A definição da intenção é  fundamental para se seguir adiante.

Se queremos acabar com as drogas, temos que buscar apoio em experiências de sucesso em outros países, assim como foi com as UPPs, idéia importada/adaptada/remodelada da Colômbia.

No entanto, prezado leitor, não perca seu tempo. Uma experiência bem sucedida de extinção do consumo de drogas não será encontrada. Não há avanços registrados no combate ao consumo de entorpecentes em nenhum país, em nenhuma experiência, em nenhum formato. Ao contrário, o consumo se amplia e novos produtos surgem no mercado, agora sob a engenharia dos sintéticos.

Milhões são gastos nesta empreitada. A insistência no mesmo caminho, na mesma solução do confronto, mesmo sem resultados, é de se levantar suspeitas.

Em um mercado desregulado, sem controle de qualidade, pagamento de impostos ou taxas alfandegárias, é de se supor que esta atividade comercial seja uma das mais, se não a mais lucrativa do planeta. E quantos estarão dispostos a matar e morrer por uma fatia deste mercado? E afinal, quem verdadeiramente lucra com a venda de entorpecentes no mundo? Elias Maluco, Zeu, Beira-Mar, Marcola?

A venda de entorpecentes talvez seja uma das poucas atividades capitalistas que entendeu, desde o início, que o sucesso do negócio estaria na distribuição dos lucros, na distribuição da renda. Do fubica no morro ao desembargador, presidente, policial, juiz ou advogado, todos lucram, e muito. Ninguém quer parar essa máquina de dinheiro. E, convenhamos, a máquina já nem tem mais o botão de desligar.

Legalize Já
Logo quando assumiu, em seu primeiro mandato, Sérgio Cabral foi bem claro sobre seu apoio a descriminalização das drogas. É verdade que já estava eleito e tampouco a decisão sobre o tema estava sob sua alçada, sendo coisa do Congresso Nacional e da Presidência da República. Mas a simples menção já era uma novidade interessante.
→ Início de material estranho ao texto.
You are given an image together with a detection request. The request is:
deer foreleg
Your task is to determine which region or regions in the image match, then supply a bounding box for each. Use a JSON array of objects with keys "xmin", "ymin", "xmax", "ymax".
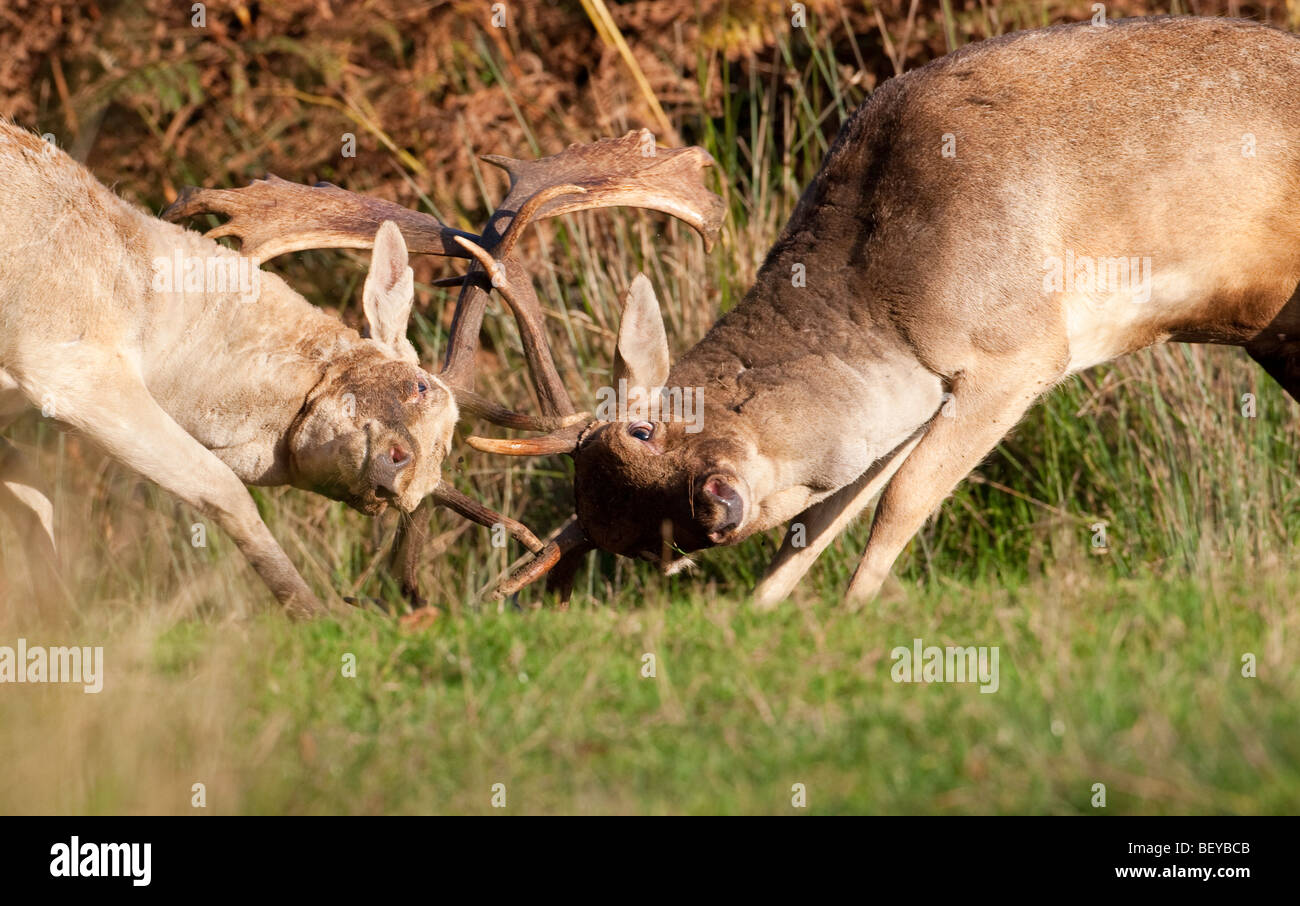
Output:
[
  {"xmin": 847, "ymin": 369, "xmax": 1054, "ymax": 603},
  {"xmin": 752, "ymin": 429, "xmax": 926, "ymax": 609}
]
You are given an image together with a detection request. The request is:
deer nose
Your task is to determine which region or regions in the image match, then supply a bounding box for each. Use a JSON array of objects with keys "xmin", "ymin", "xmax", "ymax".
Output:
[
  {"xmin": 374, "ymin": 444, "xmax": 411, "ymax": 496},
  {"xmin": 703, "ymin": 475, "xmax": 744, "ymax": 541}
]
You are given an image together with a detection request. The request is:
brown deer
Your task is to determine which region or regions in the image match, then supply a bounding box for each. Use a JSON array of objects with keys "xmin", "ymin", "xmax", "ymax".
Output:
[
  {"xmin": 469, "ymin": 16, "xmax": 1300, "ymax": 607},
  {"xmin": 0, "ymin": 122, "xmax": 722, "ymax": 617}
]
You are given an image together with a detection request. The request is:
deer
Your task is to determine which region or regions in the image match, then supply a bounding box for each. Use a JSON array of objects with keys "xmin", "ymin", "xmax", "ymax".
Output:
[
  {"xmin": 0, "ymin": 120, "xmax": 722, "ymax": 618},
  {"xmin": 464, "ymin": 16, "xmax": 1300, "ymax": 608}
]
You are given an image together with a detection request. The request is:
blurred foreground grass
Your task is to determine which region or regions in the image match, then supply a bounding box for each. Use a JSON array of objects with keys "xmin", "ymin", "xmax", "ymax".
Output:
[{"xmin": 1, "ymin": 560, "xmax": 1297, "ymax": 815}]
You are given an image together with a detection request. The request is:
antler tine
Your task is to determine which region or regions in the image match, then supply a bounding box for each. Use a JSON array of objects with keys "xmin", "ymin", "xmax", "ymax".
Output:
[
  {"xmin": 430, "ymin": 484, "xmax": 545, "ymax": 554},
  {"xmin": 162, "ymin": 175, "xmax": 480, "ymax": 263},
  {"xmin": 453, "ymin": 237, "xmax": 576, "ymax": 417},
  {"xmin": 466, "ymin": 424, "xmax": 583, "ymax": 456},
  {"xmin": 494, "ymin": 183, "xmax": 587, "ymax": 261},
  {"xmin": 454, "ymin": 387, "xmax": 588, "ymax": 432},
  {"xmin": 490, "ymin": 519, "xmax": 592, "ymax": 599}
]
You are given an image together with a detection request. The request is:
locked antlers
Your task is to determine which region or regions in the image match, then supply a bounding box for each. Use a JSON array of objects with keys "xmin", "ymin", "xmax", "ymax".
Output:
[
  {"xmin": 162, "ymin": 129, "xmax": 723, "ymax": 419},
  {"xmin": 163, "ymin": 129, "xmax": 725, "ymax": 603}
]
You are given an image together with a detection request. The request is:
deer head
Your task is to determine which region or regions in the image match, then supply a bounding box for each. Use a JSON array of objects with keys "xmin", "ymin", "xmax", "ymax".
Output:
[
  {"xmin": 286, "ymin": 220, "xmax": 457, "ymax": 516},
  {"xmin": 471, "ymin": 276, "xmax": 755, "ymax": 568}
]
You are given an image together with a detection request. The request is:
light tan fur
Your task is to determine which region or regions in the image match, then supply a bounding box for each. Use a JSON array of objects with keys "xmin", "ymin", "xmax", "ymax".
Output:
[{"xmin": 0, "ymin": 122, "xmax": 456, "ymax": 617}]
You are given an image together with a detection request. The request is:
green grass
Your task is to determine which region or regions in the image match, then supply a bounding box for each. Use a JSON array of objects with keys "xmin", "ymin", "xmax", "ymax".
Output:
[
  {"xmin": 3, "ymin": 3, "xmax": 1300, "ymax": 814},
  {"xmin": 2, "ymin": 562, "xmax": 1297, "ymax": 815}
]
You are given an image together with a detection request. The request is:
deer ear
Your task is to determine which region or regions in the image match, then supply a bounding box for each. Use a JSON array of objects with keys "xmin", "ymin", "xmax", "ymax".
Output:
[
  {"xmin": 362, "ymin": 220, "xmax": 417, "ymax": 362},
  {"xmin": 613, "ymin": 273, "xmax": 670, "ymax": 389}
]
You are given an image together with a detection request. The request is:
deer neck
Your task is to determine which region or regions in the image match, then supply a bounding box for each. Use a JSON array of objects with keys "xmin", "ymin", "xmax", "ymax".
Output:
[
  {"xmin": 665, "ymin": 222, "xmax": 943, "ymax": 533},
  {"xmin": 140, "ymin": 220, "xmax": 364, "ymax": 485}
]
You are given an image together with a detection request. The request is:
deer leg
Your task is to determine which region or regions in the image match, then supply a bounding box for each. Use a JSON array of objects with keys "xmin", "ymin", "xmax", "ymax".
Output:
[
  {"xmin": 0, "ymin": 436, "xmax": 71, "ymax": 617},
  {"xmin": 33, "ymin": 367, "xmax": 324, "ymax": 619},
  {"xmin": 1246, "ymin": 346, "xmax": 1300, "ymax": 403},
  {"xmin": 752, "ymin": 429, "xmax": 926, "ymax": 610},
  {"xmin": 846, "ymin": 371, "xmax": 1053, "ymax": 603}
]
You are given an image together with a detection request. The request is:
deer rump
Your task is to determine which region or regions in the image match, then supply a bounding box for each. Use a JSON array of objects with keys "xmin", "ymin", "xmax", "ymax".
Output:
[{"xmin": 473, "ymin": 16, "xmax": 1300, "ymax": 606}]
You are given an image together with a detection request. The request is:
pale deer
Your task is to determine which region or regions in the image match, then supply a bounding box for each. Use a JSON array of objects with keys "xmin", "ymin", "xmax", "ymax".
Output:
[
  {"xmin": 469, "ymin": 16, "xmax": 1300, "ymax": 606},
  {"xmin": 0, "ymin": 122, "xmax": 721, "ymax": 616}
]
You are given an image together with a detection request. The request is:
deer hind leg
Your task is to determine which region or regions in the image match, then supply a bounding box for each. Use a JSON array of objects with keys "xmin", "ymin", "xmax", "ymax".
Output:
[
  {"xmin": 1246, "ymin": 346, "xmax": 1300, "ymax": 403},
  {"xmin": 752, "ymin": 428, "xmax": 927, "ymax": 610},
  {"xmin": 846, "ymin": 368, "xmax": 1055, "ymax": 603},
  {"xmin": 26, "ymin": 362, "xmax": 325, "ymax": 619},
  {"xmin": 0, "ymin": 436, "xmax": 71, "ymax": 619}
]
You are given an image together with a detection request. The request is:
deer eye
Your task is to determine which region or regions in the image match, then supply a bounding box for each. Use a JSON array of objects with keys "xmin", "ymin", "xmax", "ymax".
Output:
[
  {"xmin": 406, "ymin": 379, "xmax": 429, "ymax": 402},
  {"xmin": 628, "ymin": 421, "xmax": 654, "ymax": 442}
]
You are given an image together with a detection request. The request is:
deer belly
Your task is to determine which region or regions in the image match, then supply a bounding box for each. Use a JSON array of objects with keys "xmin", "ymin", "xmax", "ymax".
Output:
[{"xmin": 1059, "ymin": 263, "xmax": 1216, "ymax": 374}]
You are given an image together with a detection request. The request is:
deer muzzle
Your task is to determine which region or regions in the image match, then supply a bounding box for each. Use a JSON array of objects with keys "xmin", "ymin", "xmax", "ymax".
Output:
[
  {"xmin": 701, "ymin": 473, "xmax": 746, "ymax": 544},
  {"xmin": 371, "ymin": 444, "xmax": 411, "ymax": 506}
]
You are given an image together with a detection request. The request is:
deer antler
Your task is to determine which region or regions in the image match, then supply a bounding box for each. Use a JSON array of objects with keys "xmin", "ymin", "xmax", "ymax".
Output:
[
  {"xmin": 489, "ymin": 519, "xmax": 593, "ymax": 600},
  {"xmin": 163, "ymin": 175, "xmax": 480, "ymax": 262},
  {"xmin": 443, "ymin": 130, "xmax": 724, "ymax": 603},
  {"xmin": 442, "ymin": 129, "xmax": 726, "ymax": 417}
]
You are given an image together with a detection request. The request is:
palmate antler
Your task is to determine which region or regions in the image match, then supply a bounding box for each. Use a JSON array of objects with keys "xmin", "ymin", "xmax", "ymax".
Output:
[
  {"xmin": 162, "ymin": 175, "xmax": 482, "ymax": 261},
  {"xmin": 441, "ymin": 131, "xmax": 725, "ymax": 416},
  {"xmin": 445, "ymin": 133, "xmax": 725, "ymax": 603},
  {"xmin": 163, "ymin": 129, "xmax": 725, "ymax": 606}
]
Quatro anos depois, é possível que por trás desta nova política de ocupação esteja este espírito descriminalizante, de não combater a droga, mas sim de combater os excessos dos traficantes e acabar com a guerra entre as facções.

Pedindo licença ao Alemão para filosofar um pouco, neste caso apenas o idioma, a história da humanidade mostra que através dos tempos fizemos uso de substâncias que alterassem nossa consciência, que elevassem nossos espíritos, ampliassem a percepção, que nos relaxassem ou simplesmente fizessem rir um pouco. Seu consumo está ligado a nossa história, as nossas descobertas e, permitam-me a ousadia, a nossa evolução.

É curioso, e lamentável, que no mundo moderno, justamente o mais bem informado, tenhamos escolhido o tabaco e o álcool como opções de drogas autorizadas. Um paradoxo tão óbvio e tão clichê que o colunista tem quase vergonha de argumentar. Assim como é lamentável que deleguemos às drogas a origem dos excessos. O excesso está no homem, é ele a fonte, está nele a distorção. Não é a maconha, a cocaína, o cigarro ou o álcool que provocam o dolo. O dolo está em nós.

E mais lamentável ainda é colocar a responsabilidade da solução deste imbróglio no colo de quem consome. A tentativa pode ser interpretada como um gesto desesperado e covarde de solucionar o problema, ou, em último caso, de lavar as mãos.

Noves fora, não há mais nada que justifique ou sustente mais a permanência de qualquer substância entorpecente no código penal, talvez, no máximo, no código florestal.